“要记住!这一点你一定得记住!”
他讲的事情,有许多我都不愿意去记,但这些不愿意记的事,即使没有外公的命令,也能使我牢记不忘,刻骨铭心。他从来不讲童话故事,只讲发生过的真事,而且我发现他不喜欢别人提问题,所以我一定要缠着他问个究竟:
“到底谁更好一些:法国人,还是俄国人?”
“喏,这怎么好说呢?我又没看见过法国人在自己家里是怎样过日子的。”他气鼓鼓地嘟哝着说,然后又补上一句:
“黄鼠狼在自己的洞穴里也是好样的……”
“那俄国人是好样的吗?”
“什么样的人都有。地主时代人要好一些,因为人们事事都被束缚着。现在,大家都自由了——面包没有了,盐也没有了!当然,地主老爷的心肠没那么仁慈,可他们的脑子更聪明一些;不是说所有的老爷都这样,不过要是碰上个好的老爷,那也是一种福分!有时候遇上个草包老爷,傻瓜蛋一个,你说什么就是什么。我们有许多虚有其表的东西;看上去是个人,但仔细一瞧——肚子里没有东西,整个一个饭桶。应该让大家受教育,智慧是磨炼出来的,可真正的磨刀石又没有……”
“俄国人的力气大吗?”
“有大力士,但问题不在于力气大小,要看是否机灵;你力气再大,总大不过马吧。”
“那法国人为什么要攻打我们呢?”
“喏,战争是沙皇的事;这种事我们是搞不清楚的!”
但当我问他拿破仑是怎样一个人时,外公的回答给我留下了很深的印象:
“他是个勇猛彪悍的人,想征服整个世界,让大家过同样的生活,什么老爷、官吏统统不要,而是简简单单:过不分等级的日子![95]大家只是名字不同,权利上一律平等。信仰也只有一个。当然,这样想很愚蠢:只有虾才无法区分,鱼就各种各样,彼此不同:鲟鱼和鲶鱼就不是同类,鲟鱼和青鱼也很难为伍。这种拿破仑式的人物我国也有过几位——斯杰潘·季莫菲耶夫·拉辛[96]、普加奇·叶米里扬·伊万诺夫[97];他们的事,我以后再跟你讲……”
有时候他一声不响,眼睛睁得老大,长时间地望着我,好像头一次看见我似的。
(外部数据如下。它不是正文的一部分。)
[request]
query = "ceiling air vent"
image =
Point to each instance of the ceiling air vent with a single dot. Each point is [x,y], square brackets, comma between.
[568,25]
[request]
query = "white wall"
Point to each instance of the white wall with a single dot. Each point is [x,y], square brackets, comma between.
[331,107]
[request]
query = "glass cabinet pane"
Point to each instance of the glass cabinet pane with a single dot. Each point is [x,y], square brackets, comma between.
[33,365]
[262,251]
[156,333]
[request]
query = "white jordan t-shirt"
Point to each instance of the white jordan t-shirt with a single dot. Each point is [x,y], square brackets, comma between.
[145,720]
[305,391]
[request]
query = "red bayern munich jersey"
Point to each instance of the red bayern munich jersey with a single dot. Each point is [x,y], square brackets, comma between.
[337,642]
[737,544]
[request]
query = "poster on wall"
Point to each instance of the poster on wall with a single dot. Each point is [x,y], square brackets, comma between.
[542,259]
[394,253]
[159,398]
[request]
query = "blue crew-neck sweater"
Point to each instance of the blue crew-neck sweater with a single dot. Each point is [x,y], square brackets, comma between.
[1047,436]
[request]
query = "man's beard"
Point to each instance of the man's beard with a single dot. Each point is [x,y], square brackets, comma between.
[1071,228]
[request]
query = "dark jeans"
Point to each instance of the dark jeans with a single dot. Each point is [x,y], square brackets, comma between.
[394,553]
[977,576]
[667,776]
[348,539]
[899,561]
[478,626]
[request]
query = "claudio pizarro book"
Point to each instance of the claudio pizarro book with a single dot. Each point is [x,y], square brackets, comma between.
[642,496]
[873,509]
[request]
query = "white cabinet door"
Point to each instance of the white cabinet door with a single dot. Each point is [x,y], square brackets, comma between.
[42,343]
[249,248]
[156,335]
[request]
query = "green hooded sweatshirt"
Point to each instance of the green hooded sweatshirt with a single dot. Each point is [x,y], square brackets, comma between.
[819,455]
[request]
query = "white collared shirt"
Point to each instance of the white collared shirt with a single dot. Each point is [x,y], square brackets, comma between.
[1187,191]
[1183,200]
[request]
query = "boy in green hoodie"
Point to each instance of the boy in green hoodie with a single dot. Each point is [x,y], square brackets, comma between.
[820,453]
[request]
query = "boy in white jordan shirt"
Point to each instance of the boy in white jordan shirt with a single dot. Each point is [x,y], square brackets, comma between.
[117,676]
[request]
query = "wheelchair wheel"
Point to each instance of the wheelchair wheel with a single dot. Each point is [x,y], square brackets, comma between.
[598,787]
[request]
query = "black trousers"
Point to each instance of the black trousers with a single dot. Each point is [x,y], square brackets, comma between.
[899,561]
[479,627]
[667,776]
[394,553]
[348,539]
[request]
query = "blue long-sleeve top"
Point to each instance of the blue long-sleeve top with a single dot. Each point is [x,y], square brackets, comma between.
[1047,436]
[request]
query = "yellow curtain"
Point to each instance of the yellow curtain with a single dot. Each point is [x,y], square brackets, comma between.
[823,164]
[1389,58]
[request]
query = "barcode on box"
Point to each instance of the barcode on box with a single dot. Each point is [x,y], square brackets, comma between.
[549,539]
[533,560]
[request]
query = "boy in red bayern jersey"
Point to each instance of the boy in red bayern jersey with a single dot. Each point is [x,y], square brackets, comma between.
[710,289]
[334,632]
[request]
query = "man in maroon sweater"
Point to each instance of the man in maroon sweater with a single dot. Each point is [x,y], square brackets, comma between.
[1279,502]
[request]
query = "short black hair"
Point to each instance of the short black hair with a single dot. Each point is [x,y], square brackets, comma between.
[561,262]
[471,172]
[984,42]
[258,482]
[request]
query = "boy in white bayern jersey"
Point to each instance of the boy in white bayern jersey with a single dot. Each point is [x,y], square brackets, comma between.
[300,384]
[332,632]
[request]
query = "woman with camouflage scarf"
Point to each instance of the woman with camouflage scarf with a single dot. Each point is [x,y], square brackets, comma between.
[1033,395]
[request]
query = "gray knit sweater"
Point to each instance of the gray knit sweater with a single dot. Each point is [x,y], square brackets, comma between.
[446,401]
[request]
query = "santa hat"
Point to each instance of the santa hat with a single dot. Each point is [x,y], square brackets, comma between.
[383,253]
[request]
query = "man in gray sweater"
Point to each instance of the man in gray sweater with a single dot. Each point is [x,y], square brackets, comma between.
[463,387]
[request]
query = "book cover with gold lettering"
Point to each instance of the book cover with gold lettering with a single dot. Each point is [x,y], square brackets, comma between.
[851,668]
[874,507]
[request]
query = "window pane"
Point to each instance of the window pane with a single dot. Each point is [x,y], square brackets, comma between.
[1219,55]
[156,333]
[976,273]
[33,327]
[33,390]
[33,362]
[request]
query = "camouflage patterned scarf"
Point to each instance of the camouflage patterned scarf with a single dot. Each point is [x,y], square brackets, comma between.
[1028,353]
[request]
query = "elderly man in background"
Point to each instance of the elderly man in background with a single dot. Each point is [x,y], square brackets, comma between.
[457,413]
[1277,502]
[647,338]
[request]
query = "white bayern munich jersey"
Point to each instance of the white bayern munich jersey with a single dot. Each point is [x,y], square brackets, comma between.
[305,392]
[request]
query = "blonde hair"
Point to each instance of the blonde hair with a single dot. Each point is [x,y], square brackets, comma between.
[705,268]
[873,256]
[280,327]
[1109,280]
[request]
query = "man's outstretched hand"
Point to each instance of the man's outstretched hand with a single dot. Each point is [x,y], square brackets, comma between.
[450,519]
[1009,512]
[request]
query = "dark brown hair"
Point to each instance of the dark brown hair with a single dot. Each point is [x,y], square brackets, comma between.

他这样叫人很不舒服。
他从未跟我讲起过我父母的事。
我和外公谈话的时候,外婆也时常过来,悄悄地往屋角一坐,很长时间一声不吭,一点也不惹人注意,但她偶尔也会突然问上一句,声音柔和亲切得好像要把你搂在怀里似的:
“老头子,还记得我们俩到穆罗姆朝圣的事吗?多么好啊!这是哪年的事了?……”
外公想了想,郑重其事地回答说:
“确切的年份说不准了,不过是在霍乱大流行[98]之前,记得那年森林里到处在缉拿奥洛涅茨人[99]。”
“对了!我们还怕他们……”
“没错儿。”
我问道:“奥洛涅茨人是些什么人,他们为什么要逃进森林?”外公不大乐意地解释说:
“奥洛涅茨人——不过是些普通农民,因为不愿受官府管制,不愿到工厂做工才逃出来的。”
“怎样抓捕他们呢?”
“怎样抓捕?跟小孩子玩游戏一样:一些人跑,另外一些人搜寻、抓捕。逮住了,就用鞭子、树条对他们一顿猛抽;也有把鼻孔刺穿的,在额头上烙上印记的,以示惩戒。”
“因为什么?”
“因为需要。这事很难说清楚;究竟是谁的错:是逃跑的人呢,还是追捕的人,我们弄不明白……”
“你记得吗,老头子,”外婆又说,“那次大火之后……”
凡事喜欢一丝不苟的外公严厉地反问:
“哪次大火?”
他们一心在回忆往事,把我给忘了。他们说话的声音不大,非常投机,有时让人感到他们好像是在唱歌,是在唱一支关于疾病、火灾和遭受鞭打的悲歌,一支关于意外死亡、营私舞弊的歌,一支关于——看在耶稣基督的分上——痴呆者和满腔怒火的老爷的歌。
“活得越久,见识就越广!”外公小声咕哝道。
“难道我们的日子过得不好吗?”外婆说,“你想想,我生完瓦里娅后,那年春天的日子过得多好啊!”
“那是——1848年,镇压匈牙利[100]那年的事;洗礼过后第二天,她的教父吉洪就被拉去当兵了……”
“从此便没了消息。”外婆叹了口气。